Research

Light fields can provide immersive experiences with a level of realism unsurpassed by any other imaging technology. They are used in the domains of augmented reality, virtual reality, and autostereoscopic displays. Since light rays are captured from every direction through every point in a volume of space, we can recreate the correct perspective of the scene from any viewpoint position inside this volume. This enables a variety of post-capture processing capabilities such as refocusing, changing depth-of-field, extracting depth/disparity information, and 3D modeling. Light fields also find applications in view synthesis, super resolution, object recognition, material identification, depth estimation, and medical imaging.

Digital Refocusing

Changing Dof by digital image aperture modification

Due to the recent technological advances in optics, sensor manufacturing, and available transmission bandwidth, as well as the investment of many tech giants in this area, it is expected that soon many light field transmission systems will be available to both consumers and professionals. The high dimensional light fields offer powerful capabilities for scene understanding and post processing. However, they do bring up challenges in terms of data capture and data compression. The raw image captured by a light field camera is huge. For instance, Lytro Illum produces raw data at 7728x5368 resolution and 10 bits-per-pixel (bpp) precision, namely 51,854,880 bytes per shot/frame. Thus new approaches are required to compress light field data to enable efficient storage, transmission and display.
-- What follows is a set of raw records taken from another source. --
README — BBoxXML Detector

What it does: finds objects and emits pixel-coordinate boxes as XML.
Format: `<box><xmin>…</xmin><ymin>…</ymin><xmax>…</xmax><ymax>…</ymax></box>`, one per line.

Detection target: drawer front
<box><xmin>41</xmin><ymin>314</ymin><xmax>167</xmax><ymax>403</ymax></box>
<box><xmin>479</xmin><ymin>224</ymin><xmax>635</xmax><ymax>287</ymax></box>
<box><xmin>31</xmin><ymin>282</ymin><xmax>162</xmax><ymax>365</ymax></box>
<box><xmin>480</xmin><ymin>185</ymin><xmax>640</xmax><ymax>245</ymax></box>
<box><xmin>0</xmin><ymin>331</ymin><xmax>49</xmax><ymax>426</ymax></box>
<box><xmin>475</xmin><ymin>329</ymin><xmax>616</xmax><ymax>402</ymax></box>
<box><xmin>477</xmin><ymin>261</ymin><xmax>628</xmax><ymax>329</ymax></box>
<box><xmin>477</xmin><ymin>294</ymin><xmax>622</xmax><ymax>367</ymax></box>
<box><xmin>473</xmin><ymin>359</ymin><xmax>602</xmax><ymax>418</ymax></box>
This must be done in accordance with the JPEG Pleno which is a standard framework for representing light field modalities and also offers backward compatibility for 2D and 3D displays.
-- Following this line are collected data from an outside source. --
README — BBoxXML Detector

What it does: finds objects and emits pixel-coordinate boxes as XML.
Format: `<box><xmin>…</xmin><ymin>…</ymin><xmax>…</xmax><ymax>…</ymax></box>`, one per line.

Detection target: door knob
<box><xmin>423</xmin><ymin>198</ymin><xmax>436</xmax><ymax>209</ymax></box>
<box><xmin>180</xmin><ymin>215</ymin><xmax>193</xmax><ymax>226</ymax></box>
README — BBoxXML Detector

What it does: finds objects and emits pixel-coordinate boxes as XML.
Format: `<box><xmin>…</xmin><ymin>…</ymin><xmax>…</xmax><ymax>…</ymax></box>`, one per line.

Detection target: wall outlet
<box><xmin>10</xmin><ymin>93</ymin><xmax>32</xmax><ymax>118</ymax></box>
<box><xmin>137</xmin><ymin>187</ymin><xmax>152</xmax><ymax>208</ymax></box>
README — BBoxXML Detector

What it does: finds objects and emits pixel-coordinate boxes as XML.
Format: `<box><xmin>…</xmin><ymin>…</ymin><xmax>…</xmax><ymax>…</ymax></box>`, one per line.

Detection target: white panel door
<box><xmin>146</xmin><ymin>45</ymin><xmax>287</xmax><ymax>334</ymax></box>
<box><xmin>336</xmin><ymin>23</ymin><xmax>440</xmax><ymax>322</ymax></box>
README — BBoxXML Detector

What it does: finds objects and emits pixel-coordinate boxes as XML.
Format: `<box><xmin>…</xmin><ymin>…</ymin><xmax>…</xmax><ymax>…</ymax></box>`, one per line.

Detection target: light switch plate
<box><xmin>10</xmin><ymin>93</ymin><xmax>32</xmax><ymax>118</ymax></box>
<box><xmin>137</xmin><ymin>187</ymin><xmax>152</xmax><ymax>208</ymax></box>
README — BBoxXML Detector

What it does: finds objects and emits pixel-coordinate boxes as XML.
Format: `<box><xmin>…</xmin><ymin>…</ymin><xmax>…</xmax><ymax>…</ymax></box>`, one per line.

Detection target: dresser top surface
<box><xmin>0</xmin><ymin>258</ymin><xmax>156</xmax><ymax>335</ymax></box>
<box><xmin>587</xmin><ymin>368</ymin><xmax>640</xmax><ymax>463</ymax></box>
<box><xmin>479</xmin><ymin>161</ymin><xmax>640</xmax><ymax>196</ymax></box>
A light field has spatial, angular, and temporal correlations. Existing image or video coding approaches such as JPEG, MPEG and HEVC do not fully exploit redundancies present in light field content. Effective light field compression approaches must exploit the intra-view, inter-view, statistical and perception-based correlations present in the multiple viewpoint images captured. There are lossy and lossless compression schemes for light fields and some hybrid coding techniques can also be employed. By taking advantage of spatio-temporal properties, there is immense potential of light fields in multi-view autostereoscopic displays. Such displays need optimizations in terms of multi-layer decomposition and real time streaming of light field data. Designing display invariant schemes for practical usage of light fields is also critical for 3D display applications. There is immense scope and demand for algorithms that aim to provide high compression quality with reasonable resource requirements in terms of bitrate reduction, computational complexity, and reconstruction quality. Obtaining such optimal bitrate reduction while preserving the light field structure is challenging.

The representation of light fields must also be compact and generalized to provide flexibility in realizing a range of bitrates for compression. We must consider the aspects of interoperability, scalability, and adaptability of the scheme since different multi-baseline geometries are used for multi-view capturing. Regarding 3D display adaption, the light field representation and coding must be scalable and appropriate for different viewing conditions (screen size and distance, e.g., from cinema to tv to phones). The format must be invariant to the display type and allow the depth impression to be easily changed to best meet viewers’ preferences for visual comfort.

The research goal and motivation of my current work is to focus on issues in analysis, optimal data format generation, representation, interpretation and compression of light field data.